It was real and good, I tell myself. Sweet boy was cautious with me. Sweet boy asked before he touched me. Sweet boy stopped when I said stop. Sweet boy sometimes stopped even before then, sensed a tension in my body and moved back and just held me until my heart slowed down again. Sweet boy reminded me, over and over again, that I had complete control. Sweet boy did nothing to intentionally hurt me and apologized over and over when something went wrong anyways.
This in itself, I figure, is a normal enough thought process. The problem is it’s about a series of events that happened three months ago, and I still have to run through my reminders at least once a day.
I wasn’t taught to say no.
Again, that’s probably another post I need to do. (I ought to start keeping a list.) But it’s relevant here.

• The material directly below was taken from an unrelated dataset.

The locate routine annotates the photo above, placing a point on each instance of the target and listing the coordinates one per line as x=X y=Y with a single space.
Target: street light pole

I wasn’t taught to say no to anyone for any reason, and that makes the memory of my first physical encounter so much more complicated than it needs to be.
I know I wanted that boy. I know he would’ve understood if I had been in a different mood that night, and I know his respect for me wouldn’t have changed. I know he would’ve been content enough to just stand there and hold hands while staring up at the stars and talking about weird moments from our respective childhoods. I knew at the time, and still do, that no one else in this world has ever made me feel so safe.
I just wish trauma-brain would shut up and let me have that safe-place memory.
Instead, I sit here and run through the details and reassurances one more time, and it’s still not enough.